はい。シナリオといえば、今回のサミットの主要なポイントは、第一に「グローバルサウス」と呼ばれる途上国・新興国をG7の味方につけること、第二に、中国とロシアの間にくさびを打ち込み、中国と一定の関係改善を図ることだったと考えられます。
第一の点に関しては、「グローバルサウス」の地域代表であるインド、ブラジル、インドネシア、ベトナム、コモロ、クック諸島を招待しました。また、「グローバルサウス」という呼称は“上から目線”であるとして「パートナー」と呼ぶことにしたのも米国の意向によるといわれます。

「グローバルサウス」を引き寄せようという意図は理解できますが、中国との「関係改善」とはどういうことでしょう?G7にとってはロシアと並ぶ敵対国ではありませんか?

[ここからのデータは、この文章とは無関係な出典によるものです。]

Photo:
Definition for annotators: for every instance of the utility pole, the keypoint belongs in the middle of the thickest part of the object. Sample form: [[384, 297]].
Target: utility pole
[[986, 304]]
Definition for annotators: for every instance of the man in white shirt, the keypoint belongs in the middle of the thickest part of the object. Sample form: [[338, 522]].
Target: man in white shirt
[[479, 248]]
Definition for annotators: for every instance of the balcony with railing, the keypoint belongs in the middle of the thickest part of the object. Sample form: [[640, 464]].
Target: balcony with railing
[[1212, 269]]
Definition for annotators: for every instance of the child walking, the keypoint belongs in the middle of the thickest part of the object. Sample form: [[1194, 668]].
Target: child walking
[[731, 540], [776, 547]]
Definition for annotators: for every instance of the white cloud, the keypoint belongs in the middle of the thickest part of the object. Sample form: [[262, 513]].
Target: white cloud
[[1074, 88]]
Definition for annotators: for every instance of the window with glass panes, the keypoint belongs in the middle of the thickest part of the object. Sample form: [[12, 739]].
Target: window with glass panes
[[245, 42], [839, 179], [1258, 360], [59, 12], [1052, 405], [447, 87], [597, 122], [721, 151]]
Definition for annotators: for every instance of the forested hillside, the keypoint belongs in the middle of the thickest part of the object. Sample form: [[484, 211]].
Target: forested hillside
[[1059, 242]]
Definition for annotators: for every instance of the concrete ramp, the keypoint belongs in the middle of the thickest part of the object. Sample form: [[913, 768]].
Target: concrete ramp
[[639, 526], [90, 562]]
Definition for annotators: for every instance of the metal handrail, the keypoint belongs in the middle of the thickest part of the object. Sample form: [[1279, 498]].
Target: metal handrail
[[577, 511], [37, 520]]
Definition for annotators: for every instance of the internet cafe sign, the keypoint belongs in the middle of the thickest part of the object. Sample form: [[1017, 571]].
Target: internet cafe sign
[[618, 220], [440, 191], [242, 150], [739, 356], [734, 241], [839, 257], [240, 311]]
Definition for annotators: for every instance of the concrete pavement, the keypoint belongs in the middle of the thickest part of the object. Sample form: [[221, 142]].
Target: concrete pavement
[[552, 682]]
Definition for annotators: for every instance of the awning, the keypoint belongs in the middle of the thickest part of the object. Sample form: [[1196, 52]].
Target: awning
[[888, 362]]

バイデン大統領はサミット終了後(21日)、広島で行った記者会見のなかで、米中関係は「まもなく雪解けする」と明言しました。台湾有事は「避けられないものではない」「台湾が独立を宣言するとは思わない」等とも語り、「我々は中国からのデカップリング(分断)を目指していない。中国との関係においてリスク軽減や調整を目指している」と述べたのです。こうした方針はG7首脳声明にも記されました。すなわち「中国と建設的かつ安定的な関係を構築する用意がある。国際社会での中国の役割と経済規模にかんがみ、中国と協力する必要がある。我々の政策方針は、中国を害することを目的としていない」云々といった具合です。
今まで日米は、中国を封じ込めるために「自由で開かれたインド太平洋」構想を推し進め、QUADといわれる対中包囲網を形成してきましたので、バイデン大統領の対中方針は日本からすれば何か割り切れないものを感じざるを得ませんが、考えてみれば、バイデン氏がかつて副大統領を務めたオバマ政権は、中国との関係強化に力を入れていましたから、バイデン大統領の中国政策は、オバマ政権時代に立ち返ったのだともいえるわけです。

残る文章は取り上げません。